Jennifer Schmitz of San Antonio, Texas, said she fell in love with soldier “Wolfe” after online communications and receiving love letters actually written by Middleton during a two-year period. “This was someone I put my life on hold for,” she said in a telephone interview. Acting as Wolfe, Middleton said he encouraged Schmitz to send him care packages and wrote her love letters. When Schmitz confronted Middleton by phone, “he said actually, ‘I’m in love with you,’” she said.

Middleton usually favored pretending to be “Thumper” when he communicated with Sheila O’Leary in Connecticut. However, she said Middleton pretended to be 21 different soldiers, as well as himself, during more than a year of contact. “I talked with all of them,” O’Leary said. “This was not his first time doing this.”
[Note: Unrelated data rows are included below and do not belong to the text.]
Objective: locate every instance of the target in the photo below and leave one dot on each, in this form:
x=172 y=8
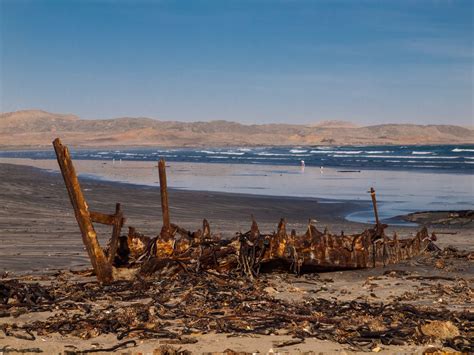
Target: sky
x=259 y=61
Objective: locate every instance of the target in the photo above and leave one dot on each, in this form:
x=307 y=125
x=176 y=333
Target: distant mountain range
x=36 y=129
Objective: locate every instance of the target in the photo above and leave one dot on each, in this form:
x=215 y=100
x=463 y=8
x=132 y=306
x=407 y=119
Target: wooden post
x=374 y=202
x=117 y=228
x=164 y=195
x=102 y=267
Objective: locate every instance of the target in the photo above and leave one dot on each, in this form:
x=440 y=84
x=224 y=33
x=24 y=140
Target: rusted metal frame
x=102 y=267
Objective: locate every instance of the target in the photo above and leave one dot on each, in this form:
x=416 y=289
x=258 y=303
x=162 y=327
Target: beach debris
x=445 y=218
x=177 y=309
x=176 y=249
x=440 y=329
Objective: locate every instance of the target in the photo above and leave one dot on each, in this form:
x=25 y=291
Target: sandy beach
x=39 y=238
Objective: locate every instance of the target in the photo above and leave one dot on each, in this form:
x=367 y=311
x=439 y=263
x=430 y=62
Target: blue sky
x=259 y=61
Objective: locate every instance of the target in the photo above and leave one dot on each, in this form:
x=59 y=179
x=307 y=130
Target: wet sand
x=38 y=229
x=38 y=235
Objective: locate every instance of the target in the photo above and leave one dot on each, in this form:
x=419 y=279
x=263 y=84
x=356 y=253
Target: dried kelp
x=176 y=249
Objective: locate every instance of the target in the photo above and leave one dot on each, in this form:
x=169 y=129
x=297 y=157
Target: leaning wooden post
x=117 y=228
x=379 y=230
x=102 y=267
x=164 y=195
x=374 y=202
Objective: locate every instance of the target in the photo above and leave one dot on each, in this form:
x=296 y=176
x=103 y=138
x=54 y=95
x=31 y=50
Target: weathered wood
x=164 y=196
x=118 y=224
x=374 y=202
x=102 y=267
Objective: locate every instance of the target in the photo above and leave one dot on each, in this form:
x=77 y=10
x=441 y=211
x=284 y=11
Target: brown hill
x=33 y=128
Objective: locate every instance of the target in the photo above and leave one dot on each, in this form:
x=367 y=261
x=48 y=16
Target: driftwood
x=176 y=249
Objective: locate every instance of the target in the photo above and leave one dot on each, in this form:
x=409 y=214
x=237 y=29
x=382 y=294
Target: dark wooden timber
x=102 y=218
x=118 y=224
x=374 y=202
x=164 y=195
x=102 y=267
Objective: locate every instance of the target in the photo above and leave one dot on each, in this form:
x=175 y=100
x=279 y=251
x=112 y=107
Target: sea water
x=407 y=178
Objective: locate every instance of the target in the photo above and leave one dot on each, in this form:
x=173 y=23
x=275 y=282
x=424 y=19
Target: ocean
x=436 y=158
x=406 y=178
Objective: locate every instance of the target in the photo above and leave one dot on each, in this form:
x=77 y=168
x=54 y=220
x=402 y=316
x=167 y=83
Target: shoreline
x=41 y=243
x=398 y=192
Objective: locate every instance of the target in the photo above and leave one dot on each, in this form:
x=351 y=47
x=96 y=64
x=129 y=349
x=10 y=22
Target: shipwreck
x=176 y=249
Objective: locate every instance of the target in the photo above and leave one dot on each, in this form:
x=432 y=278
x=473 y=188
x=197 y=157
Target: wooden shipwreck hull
x=176 y=249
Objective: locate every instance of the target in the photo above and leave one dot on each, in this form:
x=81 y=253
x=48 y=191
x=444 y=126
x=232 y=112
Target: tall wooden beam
x=102 y=267
x=164 y=195
x=374 y=202
x=117 y=228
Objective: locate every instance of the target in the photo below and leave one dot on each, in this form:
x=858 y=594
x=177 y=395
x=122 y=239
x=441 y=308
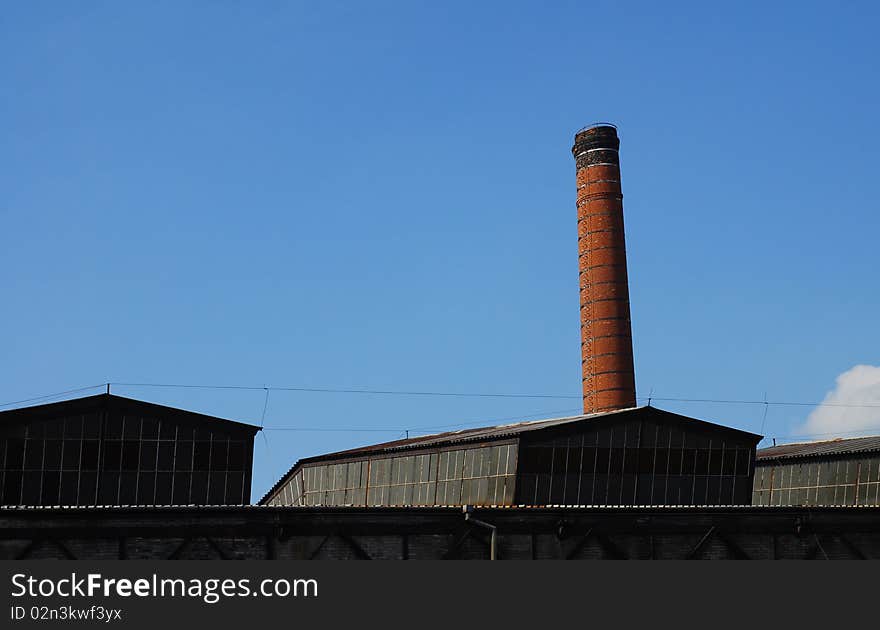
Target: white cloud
x=859 y=385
Middleton’s third victim, a California man whom he duped to believing he was a female soldier, declined to comment. Johnson said she became aware of Middleton through friendships she built online with the victims. She said her charity has a network of more than 5,000 soldiers and military supporters. Standing up for soldiers “Ninety-five percent of my postings, everything I type, usually is centered around the military or veterans,” she said. Johnson discovered Middleton was using photos of people in uniform to bolster his fake identities. “That’s what really made my blood boil,” she said. Johnson said Middleton should have been charged with crimes, including the Stolen Valor Act, a federal law that bars individuals from falsifying their military service. The law is in limbo due to constitutional challenges in three states.

Johnson said she is concerned that Middleton and others who get away with their scams will continue their alleged cybercriminal activities. ‘If they’re successful and they don’t get caught, what’s going to stop them?” Johnson said. “You can go online and pretend you are whatever or whoever you want to be.” Lebanon police said their investigation was hobbled by the advanced state of the case when Johnson notified them. “Mr. Middleton and these people pretty much had it worked out between themselves before we caught up,” Mitchell said.

Middleton said he began the scam following the deaths of his mother and other relatives. He said he was driven by loneliness that fed the agoraphobia he has suffered from for 16 years. “I started out, oddly enough, as a female,” he said. “It just absolutely snowballed.”

Middleton said his only military experience was when he twice failed to complete basic training at Fort Dix Army base in New Jersey. He also learned military terminology aiding him in pretending to be a soldier from family members. “I’ve had family members in almost every branch except the Coast Guard,” he added.

Since these incidents, Middleton said he goes online only to check the weather and look at maps. He said he no longer visits social networking sites. “I don’t enjoy the computer anymore,” he said, adding that new medication is helping deal with his mental issues. Still Middleton said he felt he deserved to be punished. “That part I still have no answer to,” he said. “How do you morally repay someone?”